When F maps from n inputs to n outputs, its Jacobian is square, and its determinant earns its own name: the Jacobian determinant, often written det(J) or d(u,v)/d(x,y). Geometrically it is the local area (or volume) scaling factor of the map: a tiny square of area dA near a point is carried to a tiny parallelogram of area |det J| dA. The sign tells you about orientation — a negative Jacobian determinant means the map flips the region over, like a mirror. This is the very factor that appears when you change variables in a multiple integral.

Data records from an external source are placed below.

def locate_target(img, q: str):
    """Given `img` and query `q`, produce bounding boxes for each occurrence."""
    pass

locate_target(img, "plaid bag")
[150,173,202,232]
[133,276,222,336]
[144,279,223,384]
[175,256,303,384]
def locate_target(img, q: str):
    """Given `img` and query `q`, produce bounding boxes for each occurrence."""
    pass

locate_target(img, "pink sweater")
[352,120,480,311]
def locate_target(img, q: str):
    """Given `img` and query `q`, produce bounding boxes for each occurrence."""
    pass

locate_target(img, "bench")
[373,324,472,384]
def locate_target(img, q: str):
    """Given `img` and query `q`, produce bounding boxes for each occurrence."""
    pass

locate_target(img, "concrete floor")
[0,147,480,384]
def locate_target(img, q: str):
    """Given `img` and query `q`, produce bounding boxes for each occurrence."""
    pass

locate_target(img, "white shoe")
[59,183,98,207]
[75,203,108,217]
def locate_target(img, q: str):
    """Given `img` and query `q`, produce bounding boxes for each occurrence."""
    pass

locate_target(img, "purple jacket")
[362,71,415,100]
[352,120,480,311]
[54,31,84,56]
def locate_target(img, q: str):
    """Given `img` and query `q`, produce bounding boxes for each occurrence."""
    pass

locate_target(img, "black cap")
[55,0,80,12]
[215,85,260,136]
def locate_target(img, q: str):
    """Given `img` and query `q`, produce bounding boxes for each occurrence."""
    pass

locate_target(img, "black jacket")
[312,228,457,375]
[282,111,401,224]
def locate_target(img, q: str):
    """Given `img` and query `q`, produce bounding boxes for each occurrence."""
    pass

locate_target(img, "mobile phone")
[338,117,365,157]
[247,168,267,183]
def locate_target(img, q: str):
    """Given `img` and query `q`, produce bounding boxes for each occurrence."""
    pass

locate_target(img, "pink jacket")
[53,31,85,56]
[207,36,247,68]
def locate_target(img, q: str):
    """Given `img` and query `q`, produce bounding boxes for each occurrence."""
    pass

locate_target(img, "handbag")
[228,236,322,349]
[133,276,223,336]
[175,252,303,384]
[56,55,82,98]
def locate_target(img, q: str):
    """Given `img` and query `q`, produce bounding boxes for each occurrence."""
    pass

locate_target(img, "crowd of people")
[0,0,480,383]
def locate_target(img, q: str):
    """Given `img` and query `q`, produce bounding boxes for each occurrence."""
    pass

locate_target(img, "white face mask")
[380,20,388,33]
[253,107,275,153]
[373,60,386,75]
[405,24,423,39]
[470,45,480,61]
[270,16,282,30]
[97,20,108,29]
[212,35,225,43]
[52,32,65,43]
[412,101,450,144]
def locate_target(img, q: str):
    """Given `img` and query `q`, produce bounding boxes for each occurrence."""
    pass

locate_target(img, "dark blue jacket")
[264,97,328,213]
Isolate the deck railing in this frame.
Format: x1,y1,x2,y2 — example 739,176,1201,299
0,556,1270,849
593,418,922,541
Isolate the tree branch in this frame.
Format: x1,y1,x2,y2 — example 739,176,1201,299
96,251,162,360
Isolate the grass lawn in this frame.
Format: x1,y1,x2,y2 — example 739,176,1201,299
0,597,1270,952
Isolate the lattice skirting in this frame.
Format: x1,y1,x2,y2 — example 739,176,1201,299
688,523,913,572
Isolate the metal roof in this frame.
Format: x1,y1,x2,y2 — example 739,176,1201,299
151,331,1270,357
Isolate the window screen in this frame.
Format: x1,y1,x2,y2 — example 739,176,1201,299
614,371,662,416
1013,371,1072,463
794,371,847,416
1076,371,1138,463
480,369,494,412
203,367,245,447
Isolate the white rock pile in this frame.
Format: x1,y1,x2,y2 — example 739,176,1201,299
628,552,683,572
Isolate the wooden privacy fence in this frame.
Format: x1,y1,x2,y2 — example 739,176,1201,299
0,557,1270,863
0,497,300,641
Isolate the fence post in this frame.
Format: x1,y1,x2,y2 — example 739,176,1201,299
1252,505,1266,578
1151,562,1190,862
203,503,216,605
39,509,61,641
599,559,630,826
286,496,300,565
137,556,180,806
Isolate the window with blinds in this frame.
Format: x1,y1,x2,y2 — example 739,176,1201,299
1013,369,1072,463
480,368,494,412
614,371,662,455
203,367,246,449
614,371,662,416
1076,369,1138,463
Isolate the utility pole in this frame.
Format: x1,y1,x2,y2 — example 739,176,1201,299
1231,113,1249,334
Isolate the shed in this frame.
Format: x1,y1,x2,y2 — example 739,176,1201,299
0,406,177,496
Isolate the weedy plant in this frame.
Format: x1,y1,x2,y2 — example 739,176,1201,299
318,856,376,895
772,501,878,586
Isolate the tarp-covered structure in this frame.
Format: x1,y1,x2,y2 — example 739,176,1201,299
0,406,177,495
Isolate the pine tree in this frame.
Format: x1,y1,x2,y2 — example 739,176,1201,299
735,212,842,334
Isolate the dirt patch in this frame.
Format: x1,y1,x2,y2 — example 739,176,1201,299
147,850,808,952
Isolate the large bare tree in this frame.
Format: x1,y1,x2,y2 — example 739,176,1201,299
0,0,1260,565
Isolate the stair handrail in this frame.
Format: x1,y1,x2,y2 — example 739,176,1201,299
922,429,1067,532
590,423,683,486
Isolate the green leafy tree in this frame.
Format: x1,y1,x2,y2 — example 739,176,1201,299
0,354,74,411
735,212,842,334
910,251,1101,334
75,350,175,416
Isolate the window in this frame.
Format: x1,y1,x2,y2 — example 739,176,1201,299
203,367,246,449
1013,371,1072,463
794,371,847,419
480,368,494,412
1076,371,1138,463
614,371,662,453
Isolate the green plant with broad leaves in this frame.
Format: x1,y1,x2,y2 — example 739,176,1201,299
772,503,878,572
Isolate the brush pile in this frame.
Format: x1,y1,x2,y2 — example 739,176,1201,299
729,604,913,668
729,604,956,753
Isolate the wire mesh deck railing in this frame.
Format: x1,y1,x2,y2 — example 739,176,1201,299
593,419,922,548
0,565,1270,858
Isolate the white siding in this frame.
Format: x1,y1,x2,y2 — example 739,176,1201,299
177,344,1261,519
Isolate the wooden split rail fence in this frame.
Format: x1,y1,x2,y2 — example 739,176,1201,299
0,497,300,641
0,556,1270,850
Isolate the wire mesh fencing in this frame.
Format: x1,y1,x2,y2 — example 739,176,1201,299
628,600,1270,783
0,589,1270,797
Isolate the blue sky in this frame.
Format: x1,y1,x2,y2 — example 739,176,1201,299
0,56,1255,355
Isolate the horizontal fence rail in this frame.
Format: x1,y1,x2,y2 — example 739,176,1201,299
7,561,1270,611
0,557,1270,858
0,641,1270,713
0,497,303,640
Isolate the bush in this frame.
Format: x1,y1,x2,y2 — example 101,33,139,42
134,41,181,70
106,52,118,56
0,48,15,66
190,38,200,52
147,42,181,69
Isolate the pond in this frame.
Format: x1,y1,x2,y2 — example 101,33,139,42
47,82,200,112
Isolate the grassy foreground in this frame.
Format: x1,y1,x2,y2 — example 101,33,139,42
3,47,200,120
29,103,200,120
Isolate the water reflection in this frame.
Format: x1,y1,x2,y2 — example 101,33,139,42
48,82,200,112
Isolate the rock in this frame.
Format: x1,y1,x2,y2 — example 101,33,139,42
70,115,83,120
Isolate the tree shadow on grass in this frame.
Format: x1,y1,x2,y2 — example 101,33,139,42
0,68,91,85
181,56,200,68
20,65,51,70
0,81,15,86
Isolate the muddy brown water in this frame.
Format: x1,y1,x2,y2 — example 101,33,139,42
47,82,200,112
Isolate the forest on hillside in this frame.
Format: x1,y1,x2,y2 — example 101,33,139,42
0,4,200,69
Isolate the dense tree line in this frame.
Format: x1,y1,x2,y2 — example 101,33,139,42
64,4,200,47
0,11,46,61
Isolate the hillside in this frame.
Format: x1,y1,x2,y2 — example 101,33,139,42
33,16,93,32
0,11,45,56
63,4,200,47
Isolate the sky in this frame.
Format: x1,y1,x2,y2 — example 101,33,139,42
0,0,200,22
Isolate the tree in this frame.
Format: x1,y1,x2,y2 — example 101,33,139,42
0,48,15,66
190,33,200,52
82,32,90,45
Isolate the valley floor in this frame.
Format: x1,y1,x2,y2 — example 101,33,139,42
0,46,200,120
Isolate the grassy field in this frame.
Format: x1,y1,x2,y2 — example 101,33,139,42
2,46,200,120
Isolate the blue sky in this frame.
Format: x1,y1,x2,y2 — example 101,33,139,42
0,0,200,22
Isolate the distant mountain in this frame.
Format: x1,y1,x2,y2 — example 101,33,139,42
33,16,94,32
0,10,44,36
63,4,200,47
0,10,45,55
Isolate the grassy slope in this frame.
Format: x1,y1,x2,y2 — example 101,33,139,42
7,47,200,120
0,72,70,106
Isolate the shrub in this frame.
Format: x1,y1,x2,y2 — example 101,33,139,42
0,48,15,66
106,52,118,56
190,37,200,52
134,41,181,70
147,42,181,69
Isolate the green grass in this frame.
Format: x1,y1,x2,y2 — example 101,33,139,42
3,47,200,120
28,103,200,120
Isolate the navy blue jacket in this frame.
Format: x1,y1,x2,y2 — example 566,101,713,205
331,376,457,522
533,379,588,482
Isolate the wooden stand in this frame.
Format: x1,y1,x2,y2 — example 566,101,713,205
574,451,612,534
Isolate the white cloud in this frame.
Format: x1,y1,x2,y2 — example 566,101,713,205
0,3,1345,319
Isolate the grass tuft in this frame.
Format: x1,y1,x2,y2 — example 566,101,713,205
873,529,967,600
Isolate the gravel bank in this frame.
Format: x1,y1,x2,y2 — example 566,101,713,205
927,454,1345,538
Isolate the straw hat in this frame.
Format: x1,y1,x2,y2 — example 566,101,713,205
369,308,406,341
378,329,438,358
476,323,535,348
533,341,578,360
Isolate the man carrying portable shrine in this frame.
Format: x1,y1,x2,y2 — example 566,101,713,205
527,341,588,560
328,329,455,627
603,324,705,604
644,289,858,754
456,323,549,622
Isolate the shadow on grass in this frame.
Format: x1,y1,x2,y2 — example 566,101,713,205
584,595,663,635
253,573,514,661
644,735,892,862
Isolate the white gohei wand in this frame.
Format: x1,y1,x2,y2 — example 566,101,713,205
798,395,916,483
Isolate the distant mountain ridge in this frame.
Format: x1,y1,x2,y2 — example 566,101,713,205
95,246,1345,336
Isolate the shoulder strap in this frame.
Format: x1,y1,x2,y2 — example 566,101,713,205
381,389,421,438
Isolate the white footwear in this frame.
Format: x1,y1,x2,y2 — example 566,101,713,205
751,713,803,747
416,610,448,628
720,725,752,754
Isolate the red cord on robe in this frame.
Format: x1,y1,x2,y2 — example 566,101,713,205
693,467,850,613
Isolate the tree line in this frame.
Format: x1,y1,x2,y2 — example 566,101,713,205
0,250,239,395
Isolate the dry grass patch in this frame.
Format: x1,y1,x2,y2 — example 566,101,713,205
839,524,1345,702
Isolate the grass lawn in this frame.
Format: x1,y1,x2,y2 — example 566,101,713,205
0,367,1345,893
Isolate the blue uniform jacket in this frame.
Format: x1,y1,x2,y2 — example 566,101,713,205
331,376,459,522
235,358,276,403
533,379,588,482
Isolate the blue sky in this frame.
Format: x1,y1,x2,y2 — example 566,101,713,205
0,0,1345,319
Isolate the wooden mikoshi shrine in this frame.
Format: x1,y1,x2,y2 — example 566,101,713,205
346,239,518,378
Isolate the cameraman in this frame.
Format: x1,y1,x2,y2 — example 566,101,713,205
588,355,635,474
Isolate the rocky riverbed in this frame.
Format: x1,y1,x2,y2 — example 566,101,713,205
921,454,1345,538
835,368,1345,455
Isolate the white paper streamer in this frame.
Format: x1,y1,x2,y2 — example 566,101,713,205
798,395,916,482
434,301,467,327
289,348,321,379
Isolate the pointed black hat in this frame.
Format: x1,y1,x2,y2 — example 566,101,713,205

This single number also decides whether a map is locally reversible. The inverse function theorem says that wherever det J is nonzero, F is invertible in a small neighbourhood, and the Jacobian of the inverse is just the matrix inverse of J — the multidimensional version of (f inverse)' = 1 / f'. Its sibling, the implicit function theorem, uses a nonvanishing sub-Jacobian to guarantee you can solve an equation locally for some variables in terms of the rest, even when no formula exists. Both are local theorems with genuine hypotheses, the topic of the guides ahead.

Putting it together

  1. Decide the shapes: F goes from n inputs to m outputs, so its Jacobian is an m-by-n matrix (rows count outputs, columns count inputs).
  2. Fill entry (i, j) with df_i/dx_j — compute each partial derivative by holding the other inputs fixed, exactly as in Volume I.
  3. Evaluate J at the base point a to get a concrete matrix of numbers; the local model is F(a + h) is approximately F(a) + J(a) h.
  4. If the map is square, take det J: nonzero means locally invertible and area-scaling by |det J|; chaining maps multiplies their Jacobians.

Hold the whole arc in one view. The slope generalised to the total derivative, a best linear map; that map's coordinates, the partial derivatives, line up as the rows of the Jacobian; the Jacobian's determinant measures how the map stretches and orients space. From here the change-of-variables theorem for integrals, the chain rule for any composition, and the inverse and implicit function theorems are all just the Jacobian seen from different angles. One matrix, carrying all the first-order information about a map, is the organising idea of the rest of this rung.